Martin Andersen Nexø’s house
Martin Andersen Nexø's houseIn 1880, Martin Andersen Nexø’s father had purchased a building plot from the local authority in Nexø – located in the southern part of the town. He built a house here that the family moved into in 1882. Although Martin Andersen Nexø only lived in the house for three years – from 1882 to 1884 – the house at Ferskesøstræde 36 was his childhood home.
The house became a listed building in 1993 and since the summer of 1990, it has been a memorial for the writer. The Memorial comprises a collection of portrait paintings and photographs of the author’s life and work. Moreover, photos from film adaptations, personal effects related to Martin Andersen Nexø, and furniture from the period 1880-1900 are displayed.
The collection includes hundreds of photocopies of the writer’s handwritten letters, short stories, articles, as well as a large selection of the writer’s books, translated into 44 languages and with more than 10 million copies sold. A bust of Martin Andersen Nexø – made by Harald Isenstein – was erected in front of the house.
In his memoirs, Martin Andersen Nexø himself recounts how the house was created. The following took place in 1881:
Father turned over a new leaf; he began to take interest in our worries and take care of us. He carved us a toboggan and bought an old pair of boys’ boots from the second-hand dealer’s and repaired them so that Georg and I could take turns skating. So, it was rather good that the ice didn’t take him with it when it cracked open one night.
Once, he trotted off, looking secretive; it was clear that he had a delightful surprise in store for us. And one evening, as we sat down to dinner, he threw a piece of paper on the table for Mother; it was a document: he had bought a plot of land from the local authority out near Færskesjø. Ah, then we would also have our own house, just like other people! “You could have talked about that,” Mother said reproachfully. But Father wasn’t in the habit of asking others for advice.

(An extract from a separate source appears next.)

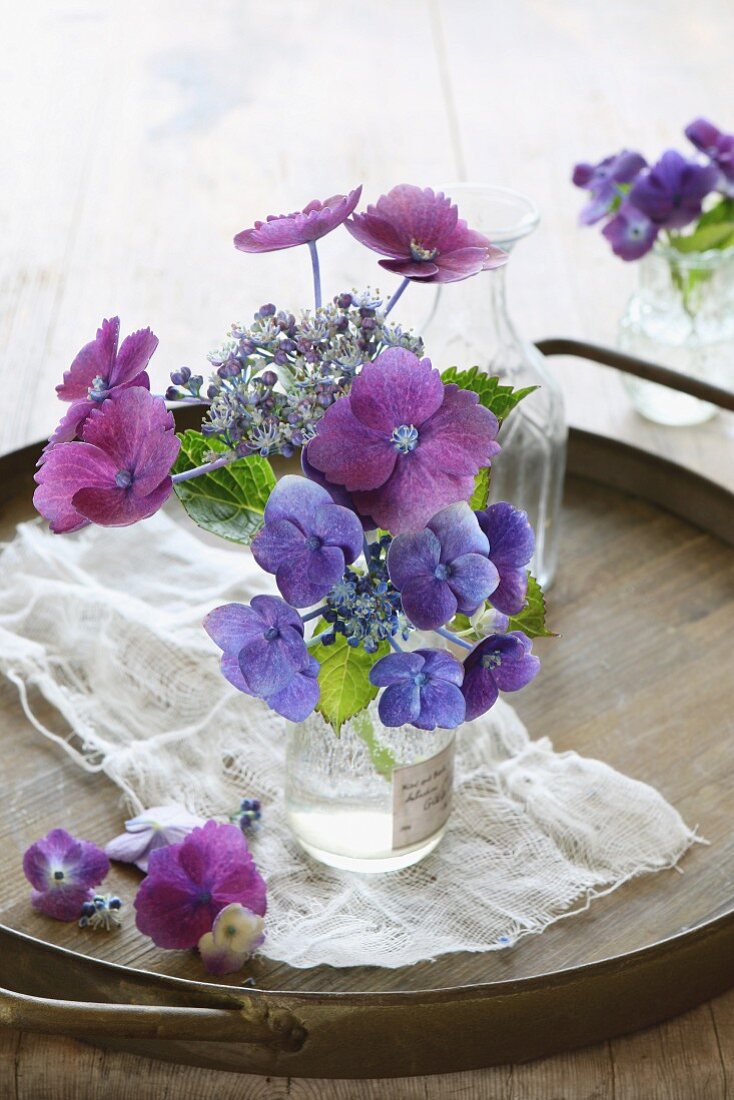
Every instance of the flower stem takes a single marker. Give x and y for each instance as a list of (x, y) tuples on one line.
[(186, 400), (315, 613), (452, 637), (398, 293), (207, 468), (317, 274)]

As soon as the frost had gone from the ground, Father began digging out the soil; Georg and I helped, and we never worked with such zest, we laughed and fooled around. Father was happy too; he didn’t laugh, but he was known for his eagerness. He often skipped work at the quarry to be able to work on the plot of land, and every holiday was used up; he compensated for it on the days he was at the quarry by working with lighting when it got dark. They were long days for him, and when he went to bed, I could hear his limbs cracking, he was so stiff. We broke up stones on the beach for the foundation and for the fence around the property. It had to be strong, and Father dug all the way down to the rock so the house stood on solid ground. When Mother came out with coffee for us, her whole face was beaming, and she looked at Father lovingly. “It’s really thorough, like everything Hans Jørgen Andersen does,” she said. Whenever she was really proud of Father, she always called him by his full name.
Martin Andersen Nexø’s memories from Under åben himmel (Under the Open Sky). Excerpt from chapter XI.

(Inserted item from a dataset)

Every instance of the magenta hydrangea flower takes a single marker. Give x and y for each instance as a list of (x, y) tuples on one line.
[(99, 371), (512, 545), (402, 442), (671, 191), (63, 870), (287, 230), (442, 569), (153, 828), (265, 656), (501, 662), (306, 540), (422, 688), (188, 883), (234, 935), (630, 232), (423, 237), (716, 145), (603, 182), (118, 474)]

Owners of the house over time:
1882–1902: Hans Jørgen Andersen, quarryman, paver
1902–1921: Andreas Julius Møller, ship owner-operator
1921–1939: Laurits Mathias Kofoed, worker
1939–1947: Kristine Westh
1947–1990: Anker Vilhelm Hansen, warehouse worker/worker
Since 1990: Fund for the Martin Andersen Nexø House
The Martin Andersen Nexø Memorial Society has been leasing the buildings from the Fund for the Martin Andersen Nexø House since 1990.
The commemorative plaque that Nexø Town Council had installed in 1967 on the sandstone fence at Martin Andersen Nexø’s childhood home. The plaque is made of Nexø sandstone from Frederik’s Quarry.